Depending on the effect we need, we might take a cast of an actor. With the two-part mould there is a gap which you fill up with a gelatine mixture. This forms a prosthetic piece with fine edges that can be blended into their skin. Then a swelling or a cut can be built up on it. It can take hours.

Gelatine has a very similar texture to the skin; you can pull it about, so it is very effective. People even get a bit queasy watching me handle it. For facial injuries we can also pad out from inside their mouths to make their face look more swollen, and simply paint on bruising colours. We've had people with broken noses, when we've cut the top off a baby's dummy and stuck it up their nostrils. There is a hole so they can breathe, and it makes their noses look swollen. For stitches, a piece of protective acetate goes behind a thick prosthetic layer so the needle can't go into the actor's arm.

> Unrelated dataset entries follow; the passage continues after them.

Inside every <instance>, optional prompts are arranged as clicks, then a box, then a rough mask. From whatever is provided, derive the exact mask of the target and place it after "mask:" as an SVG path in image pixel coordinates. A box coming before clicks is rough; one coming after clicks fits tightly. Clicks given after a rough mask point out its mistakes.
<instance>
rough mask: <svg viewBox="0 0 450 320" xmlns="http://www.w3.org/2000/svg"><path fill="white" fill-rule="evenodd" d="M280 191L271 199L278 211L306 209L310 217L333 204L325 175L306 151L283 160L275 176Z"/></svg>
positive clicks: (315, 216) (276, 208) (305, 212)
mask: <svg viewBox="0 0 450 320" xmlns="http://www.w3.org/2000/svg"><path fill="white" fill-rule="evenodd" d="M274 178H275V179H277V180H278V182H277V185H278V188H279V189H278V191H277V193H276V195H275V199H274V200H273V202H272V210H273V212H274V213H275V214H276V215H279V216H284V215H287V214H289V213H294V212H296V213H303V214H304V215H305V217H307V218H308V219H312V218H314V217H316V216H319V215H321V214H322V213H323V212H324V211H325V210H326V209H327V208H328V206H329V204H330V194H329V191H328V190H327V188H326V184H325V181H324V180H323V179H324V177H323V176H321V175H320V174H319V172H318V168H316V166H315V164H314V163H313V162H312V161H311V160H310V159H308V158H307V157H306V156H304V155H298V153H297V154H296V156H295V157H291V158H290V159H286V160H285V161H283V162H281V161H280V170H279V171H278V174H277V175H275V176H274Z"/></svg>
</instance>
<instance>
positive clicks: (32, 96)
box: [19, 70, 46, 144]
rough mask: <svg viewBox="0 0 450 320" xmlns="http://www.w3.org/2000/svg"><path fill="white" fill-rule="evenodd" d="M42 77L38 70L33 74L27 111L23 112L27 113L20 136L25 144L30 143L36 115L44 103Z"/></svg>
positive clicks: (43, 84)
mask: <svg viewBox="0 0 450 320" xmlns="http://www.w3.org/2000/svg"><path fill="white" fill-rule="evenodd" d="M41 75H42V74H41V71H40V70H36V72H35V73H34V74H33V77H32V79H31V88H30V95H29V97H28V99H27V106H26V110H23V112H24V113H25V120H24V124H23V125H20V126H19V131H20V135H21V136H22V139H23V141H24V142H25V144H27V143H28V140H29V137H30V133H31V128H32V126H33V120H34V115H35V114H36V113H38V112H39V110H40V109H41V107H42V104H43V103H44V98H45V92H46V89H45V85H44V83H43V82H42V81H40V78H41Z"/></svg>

We might have pumping blood, with tubes running through a prosthetic piece which have to be hidden in hair or clothes. In my college days we used to make blood from coffee and Ribena but it's now made of food colourings, with glycerine to make it sticky. Vomit is made of vegetable soup and, if necessary, a bit of tomato juice.

The best thing that anyone can say to an accident make-up artist is "Urghh! That looks horrible!" I suppose that's the most we can ask for.